While some HLDs have now been shown to be ineffective against HPV, further studies have shown residual HPV virus remaining on transvaginal ultrasound probes before and after LLD with wipes impregnated with quaternary ammonium compounds. 19 21 Since HPV is highly stable and has the ability to survive in a dry room environment for several days,22–25 the risk of using an ineffective disinfectant with each reprocessing protocol amplifies the risk of transmitting cancer causing HPV to the next patient via the ultrasound probe. 26

A recent study showed that a hydrogen peroxide based disinfection system designed specifically for ultrasound probes (trophon® EPR) was able to completely inactivate native HPV16 and HPV18 virions under FDA and TGA specified test conditions. 27 , 28 These results are encouraging as they provide the clinical sonographer with a way to manage HPV transmission risk. It is likely that guidelines will be revised to recommend use of HPV‐effective disinfectants for semi‐critical ultrasound probes.

Ultrasound environment disinfection guidelines are lacking

Current guidelines may need to be revised to extend infection control and prevention practice more generally to the ultrasound environment. If the ultrasound probe can be considered a reservoir of infection causing agents, so too must surfaces and other components in the sonographer's clinic. Some studies have revealed that ultrasound gel can become contaminated and act as a medium for bacterial growth. 29 , 30 Various other items have been examined for contamination including probes, probe holders, keyboards and gel. One study found that transvaginal ultrasound equipment was contaminated with pathogenic (6.7%) and non‐pathogenic bacteria (83.3%). 30 Transrectal ultrasound equipment was contaminated with 3% and 45% pathogenic and non‐pathogenic bacteria respectively, while surface ultrasound equipment showed similar contamination rates of 9.4% and 65%. The study recommended revised infection control measures including hand disinfection prior to and following every examination, complete gel removal following every examination, use of a gel with antibacterial properties, probe holder and gel bottle disinfection at the start and end of each day and keyboard disinfection after each patient. The authors also recommended that the whole ultrasound machine should be cleaned with detergent at least once a week and immediately following examination of a patient with a suspected infection.

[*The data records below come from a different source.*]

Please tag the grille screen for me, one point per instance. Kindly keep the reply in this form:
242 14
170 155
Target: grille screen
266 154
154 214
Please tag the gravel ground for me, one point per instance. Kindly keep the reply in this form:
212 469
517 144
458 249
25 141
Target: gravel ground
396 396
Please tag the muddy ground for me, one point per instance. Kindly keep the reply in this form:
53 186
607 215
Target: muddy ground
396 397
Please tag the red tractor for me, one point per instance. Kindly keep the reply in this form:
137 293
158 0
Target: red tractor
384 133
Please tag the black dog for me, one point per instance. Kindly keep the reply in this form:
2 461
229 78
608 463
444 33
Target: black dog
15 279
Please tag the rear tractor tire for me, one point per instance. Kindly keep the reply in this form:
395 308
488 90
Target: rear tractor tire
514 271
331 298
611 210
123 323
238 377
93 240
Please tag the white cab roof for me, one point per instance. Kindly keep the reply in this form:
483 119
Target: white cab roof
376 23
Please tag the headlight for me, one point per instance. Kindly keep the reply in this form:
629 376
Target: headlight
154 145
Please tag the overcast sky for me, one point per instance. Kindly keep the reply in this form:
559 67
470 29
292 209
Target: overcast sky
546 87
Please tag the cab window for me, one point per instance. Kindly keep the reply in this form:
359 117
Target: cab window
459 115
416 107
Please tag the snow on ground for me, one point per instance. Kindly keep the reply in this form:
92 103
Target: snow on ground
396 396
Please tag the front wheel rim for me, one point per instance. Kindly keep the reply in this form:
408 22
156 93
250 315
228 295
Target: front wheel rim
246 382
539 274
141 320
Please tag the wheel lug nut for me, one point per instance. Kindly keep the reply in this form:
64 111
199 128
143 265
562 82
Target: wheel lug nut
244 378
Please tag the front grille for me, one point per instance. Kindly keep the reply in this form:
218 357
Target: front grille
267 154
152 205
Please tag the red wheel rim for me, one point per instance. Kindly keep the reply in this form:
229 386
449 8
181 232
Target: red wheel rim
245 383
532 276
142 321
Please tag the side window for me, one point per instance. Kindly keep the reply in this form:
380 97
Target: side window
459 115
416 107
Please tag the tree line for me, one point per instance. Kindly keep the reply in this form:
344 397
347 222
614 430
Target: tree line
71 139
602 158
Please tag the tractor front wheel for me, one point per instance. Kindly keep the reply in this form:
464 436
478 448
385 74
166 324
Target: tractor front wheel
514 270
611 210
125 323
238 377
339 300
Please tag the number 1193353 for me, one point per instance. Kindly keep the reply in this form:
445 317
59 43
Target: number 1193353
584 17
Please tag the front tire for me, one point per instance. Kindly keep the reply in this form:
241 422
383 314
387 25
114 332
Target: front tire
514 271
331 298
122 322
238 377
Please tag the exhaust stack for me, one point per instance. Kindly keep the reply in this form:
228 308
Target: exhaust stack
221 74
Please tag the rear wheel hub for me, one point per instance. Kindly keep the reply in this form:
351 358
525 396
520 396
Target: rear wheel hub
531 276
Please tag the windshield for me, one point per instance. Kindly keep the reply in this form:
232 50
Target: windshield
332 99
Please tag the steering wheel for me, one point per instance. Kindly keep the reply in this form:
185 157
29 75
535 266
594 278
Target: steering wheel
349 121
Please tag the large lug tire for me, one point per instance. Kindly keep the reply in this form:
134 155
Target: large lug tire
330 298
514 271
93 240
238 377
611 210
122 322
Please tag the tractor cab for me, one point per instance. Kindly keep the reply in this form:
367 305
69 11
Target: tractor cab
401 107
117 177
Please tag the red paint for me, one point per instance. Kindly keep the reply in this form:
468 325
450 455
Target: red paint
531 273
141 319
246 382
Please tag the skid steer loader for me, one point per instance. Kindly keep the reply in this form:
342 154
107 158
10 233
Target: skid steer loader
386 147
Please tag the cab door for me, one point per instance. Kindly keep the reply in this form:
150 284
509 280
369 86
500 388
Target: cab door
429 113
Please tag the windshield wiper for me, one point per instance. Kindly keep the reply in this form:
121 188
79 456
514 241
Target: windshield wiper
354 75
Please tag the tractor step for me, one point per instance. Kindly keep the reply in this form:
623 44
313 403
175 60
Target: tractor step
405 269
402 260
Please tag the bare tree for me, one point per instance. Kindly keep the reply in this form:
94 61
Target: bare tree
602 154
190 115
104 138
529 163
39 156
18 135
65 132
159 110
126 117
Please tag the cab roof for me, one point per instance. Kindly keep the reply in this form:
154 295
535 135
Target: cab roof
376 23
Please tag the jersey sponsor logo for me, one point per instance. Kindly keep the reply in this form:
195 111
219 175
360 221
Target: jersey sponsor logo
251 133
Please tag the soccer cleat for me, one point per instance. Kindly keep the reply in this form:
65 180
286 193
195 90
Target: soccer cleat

The safety of both the sonographer and the patient would benefit from a revision of the current guidelines to extend to the sonographer's environment. A more recent study in Australia sampled transabdominal and transvaginal transducers, cords, keyboards and gel confirming the suspicions of earlier studies. 31 Skin and environmental organisms were isolated along with the opportunistic pathogens Enterococcus sp, Brevundimonas sp (found in reheated gel) and Acinetobacter sp. The study recommended a review of current guidelines to include keyboard and cord disinfection and gel handling. Other areas such as the examination bed and rails, door handles and benchtop surfaces may also act as sources of nosocomial infections and these may also need to be addressed in guidelines as research in environmental sources of contamination accelerates.

Conclusion

Infection prevention and control measures are vital for the safety of patients undergoing sonographic examination. Ultrasound probe reprocessing guidelines and standards are comprehensive and clearly define the level of disinfection required based on the intended use of a medical device. The challenge is in general awareness of these guidelines and their effective implementation into practice. In addition revision of guidelines are warranted with regard to transducer handles, HPV and the general ultrasound environment. As future research in this area is performed, guidelines will need to be amenable to revision to provide patients with the best standard of care.

Conflict of interest

LM is an employee of Nanosonics Ltd, JB is a consultant to Nanosonics Ltd, AN and CM have previously received speaker honoraria from Nanosonics Ltd.